Other metrics may also be employed including direct measurements of the frequencies of the energy peaks, a determination of the relative energy invested in the energy peaks, by comparing a peak value with low average value of energy, (musical) tempo related metrics such as the relative duration of a segment of speech about an energy peak having pitch as compared with an adjacent or average duration of silence or unvoiced speech or as compared with an average duration of voiced speech portions. As previously mentioned, in some preferred embodiments one or more harmonic content metrics are constructed by counting frames with consonance and/or dissonance and/or sub-harmonics in the speech signal.

The above-described method of processing a speech signal to determine a degree of affective content may be employed for a number of purposes including, for example, to identify a speaker and/or a type of emotional content of the speech signal. As mentioned above, a user interface may be provided to enable the user to modify a degree of affective content of the speech signal to allow a degree of emotional content and/or a type of emotion in the speech signal to be modified.

In a related aspect the invention provides a speech affect processing system comprising: an input to receive a speech signal for analysis; an analysis system coupled to said input to analyse said speech signal using one or both of musical consonance and dissonance relations; and an output coupled to said analysis system to output speech analysis data representing an affective content of said speech signal using said one or both of musical consonance and musical dissonance relations.

The system may be employed, for example, for affect modification by modification of the harmonic content of the speech signal and/or for identification of a person or type or degree of emotion and/or for modifying a type or degree of emotion and/or for modifying the “identity” of a person (that is, for making one speaker sound like another).

The invention further provides a carrier medium carrying computer readable instructions to implement a method/system as described above.

The carrier may comprise a disc, CD- or DVD-Rom, program memory such as read only memory (firmware), or a data carrier such as an optical or electrical signal carrier.
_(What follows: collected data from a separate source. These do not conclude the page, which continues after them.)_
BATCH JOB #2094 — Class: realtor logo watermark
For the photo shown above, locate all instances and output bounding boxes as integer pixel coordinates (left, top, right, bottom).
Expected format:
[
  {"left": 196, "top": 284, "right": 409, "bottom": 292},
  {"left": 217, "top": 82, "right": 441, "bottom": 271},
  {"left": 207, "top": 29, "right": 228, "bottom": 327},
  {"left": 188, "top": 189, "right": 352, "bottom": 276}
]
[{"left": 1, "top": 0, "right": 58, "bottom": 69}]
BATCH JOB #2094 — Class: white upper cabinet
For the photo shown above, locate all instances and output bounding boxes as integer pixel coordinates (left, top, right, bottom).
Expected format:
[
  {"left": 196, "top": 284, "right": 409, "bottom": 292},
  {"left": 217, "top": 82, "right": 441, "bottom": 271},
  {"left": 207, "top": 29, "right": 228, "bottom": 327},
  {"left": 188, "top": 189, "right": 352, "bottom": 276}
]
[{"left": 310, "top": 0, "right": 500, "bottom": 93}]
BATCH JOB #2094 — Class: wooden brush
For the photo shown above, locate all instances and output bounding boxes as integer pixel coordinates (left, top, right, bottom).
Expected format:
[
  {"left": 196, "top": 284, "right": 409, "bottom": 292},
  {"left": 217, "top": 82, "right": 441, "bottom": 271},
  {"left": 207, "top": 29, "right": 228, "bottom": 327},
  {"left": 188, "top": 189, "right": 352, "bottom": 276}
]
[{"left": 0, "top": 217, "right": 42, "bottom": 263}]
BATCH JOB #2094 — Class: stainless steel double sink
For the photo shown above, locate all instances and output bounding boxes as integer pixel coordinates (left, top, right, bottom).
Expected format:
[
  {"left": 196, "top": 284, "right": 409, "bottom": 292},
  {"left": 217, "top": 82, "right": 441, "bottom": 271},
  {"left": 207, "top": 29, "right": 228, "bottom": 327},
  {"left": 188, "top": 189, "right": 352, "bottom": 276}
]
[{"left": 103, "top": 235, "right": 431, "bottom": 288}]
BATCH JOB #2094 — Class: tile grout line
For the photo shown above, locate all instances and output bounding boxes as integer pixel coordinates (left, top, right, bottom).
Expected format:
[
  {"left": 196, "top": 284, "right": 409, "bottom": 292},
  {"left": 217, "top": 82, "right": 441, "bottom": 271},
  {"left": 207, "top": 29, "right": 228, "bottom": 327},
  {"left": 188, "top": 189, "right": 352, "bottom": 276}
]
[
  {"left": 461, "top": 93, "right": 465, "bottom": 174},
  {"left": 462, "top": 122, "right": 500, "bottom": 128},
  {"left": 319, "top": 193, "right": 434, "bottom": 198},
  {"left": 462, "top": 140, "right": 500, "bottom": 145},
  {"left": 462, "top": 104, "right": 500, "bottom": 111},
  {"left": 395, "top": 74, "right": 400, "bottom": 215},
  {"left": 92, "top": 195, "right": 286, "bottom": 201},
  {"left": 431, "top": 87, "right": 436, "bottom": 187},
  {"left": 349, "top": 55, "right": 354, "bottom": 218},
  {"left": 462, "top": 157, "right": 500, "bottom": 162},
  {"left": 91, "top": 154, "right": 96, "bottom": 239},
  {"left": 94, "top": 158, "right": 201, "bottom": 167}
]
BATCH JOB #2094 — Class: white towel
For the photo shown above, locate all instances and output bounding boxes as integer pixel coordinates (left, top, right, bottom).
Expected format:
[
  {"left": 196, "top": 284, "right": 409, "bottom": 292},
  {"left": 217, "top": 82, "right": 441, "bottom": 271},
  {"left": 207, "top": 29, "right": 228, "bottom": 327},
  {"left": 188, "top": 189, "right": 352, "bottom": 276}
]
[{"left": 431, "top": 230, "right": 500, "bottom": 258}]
Code (and/or data) to implement embodiments of the invention may comprise source, object or executable code in a conventional programming language (interpreted or compiled) such as, for example, C or a variant thereof.

BRIEF DESCRIPTION OF THE DRAWINGS

These and other aspects of the invention will now be further described by way of example only, with reference to the accompanying figures in which:

FIG. 1 shows a schematic diagram of an affect editing system, which may be implemented on a workstation;

FIG. 2 shows fundamental frequency (f₀) curves of ‘sgor de-let’ a) original curves, the upper curve has ‘uncertainty’, the lower curve ‘determination’; b) the curve of the edited signal, with combined pitch curve, and the energy and spectral content of ‘uncertainty’;

FIG. 3 shows f₀contours of ‘ptach delet zo’ uttered by a female speaker (triangles), and a male speaker (dots), and the pitch of the edited male utterance (crosses);

FIG. 4 shows a) Pitch extraction using the PRAAT, b) after modifications;

FIG. 5 shows different forms of energy calculations. a) speech signal, b) the energy of each sample, c) the energy of frames, d) the energy in frames when a Hanning window is applied;

FIG. 6 shows a further graph of energy in different frequency bands: 0-500 Hz (band 1), 500-1000 Hz (band 2), 1-2 kHz (band 3), 2-3 kHz (band 4), 3-4 kHz (band 5), 4-5 kHz (band 6), 5-7 kHz (band 7), 7-9 kHz (band 8), and the speech signal at the bottom);

FIG. 7 shows (A) autocorrelation of a sentence uttered by a female speaker, calculated on overlapping time-frames and (B) the autocorrelation of specific time-frames from the speech signal in (A): a-pitch only, b-pitch and one significant harmonic interval which corresponds to ratio 3:2 to the f₀frequency; the lines indicated by P denote the time delay of the pitch, i.e:

Pitch=SamplingFrequency/TimeDelay(P);

FIG. 8 shows harmonic intervals in the autocorrelation of expressive speech. The top figure is the autocorrelation of the whole speech signal, a) and b) are the autocorrelation at the time frames marked in the top figure; the time delay of the points marked as ‘Pitch’ are the points for which the pitch or fundamental frequency is calculated:

FundamentalFrequency=SamplingFrequency/TimeDelay(Pitch);

FIG. 9 shows dissonance as a function of the ration between two tones.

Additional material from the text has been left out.